Under the prediction model of learning, a prediction strategy is presented with an i.i.d. sample of n – 1 points in Χ and corresponding labels from a concept ƒ ∈ Ƒ, and aims to minimize the worst-case probability of erring on an nth point. By exploiting the structure of Ƒ, Haussler et al. achieved a VC(Ƒ)/n bound for the natural one-inclusion prediction strategy, improving on bounds implied by PAC-type results by a O(log n) factor.
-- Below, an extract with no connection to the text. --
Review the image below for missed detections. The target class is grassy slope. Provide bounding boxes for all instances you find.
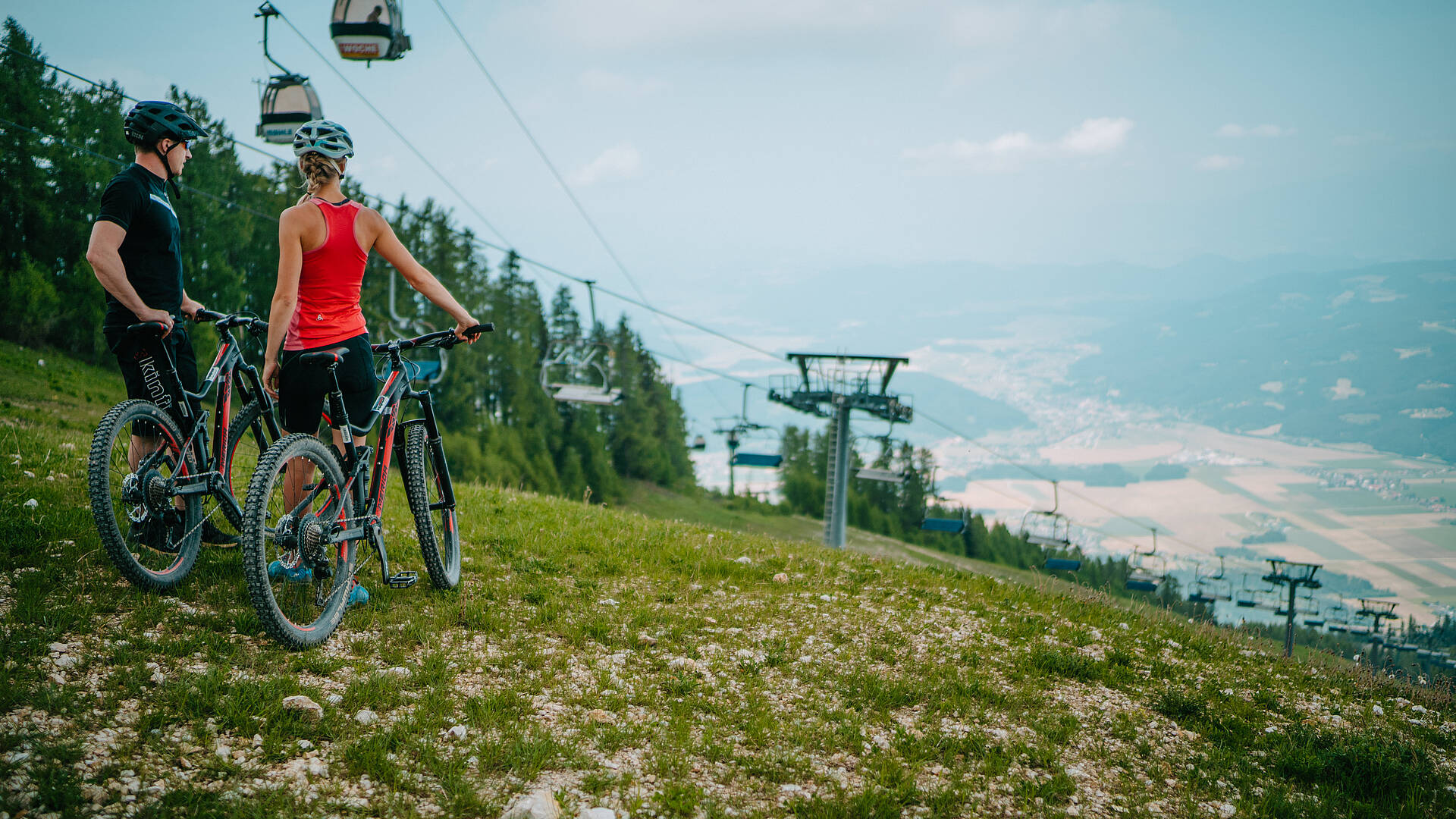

The key data structure in their result is the natural subgraph of the hypercube—the one-inclusion graph; the key step is a d = VC(Ƒ) bound on one-inclusion graph density. The first main result of this paper is a density bound of n (≤n-1d-1) / (≤nd) < d, which positively resolves a conjecture of Kuzmin & Warmuth relating to their unlabeled Peeling compression scheme and also leads to an improved mistake bound for the randomized (deterministic) one-inclusion strategy for all d (for d ≈ Θ(n)). The proof uses a new form of VC-invariant shifting and a group-theoretic symmetrization. Our second main result is a k-class analogue of the d/n mistake bound, replacing the VC-dimension by the Pollard pseudo-dimension and the one-inclusion strategy by its natural hypergraph generalization. This bound on expected risk improves on known PAC-based results by a factor of O (log n) and is shown to be optimal up to a O(log k) factor. The combinatorial technique of shifting takes a central role in understanding the one-inclusion (hyper)graph and is a running theme throughout.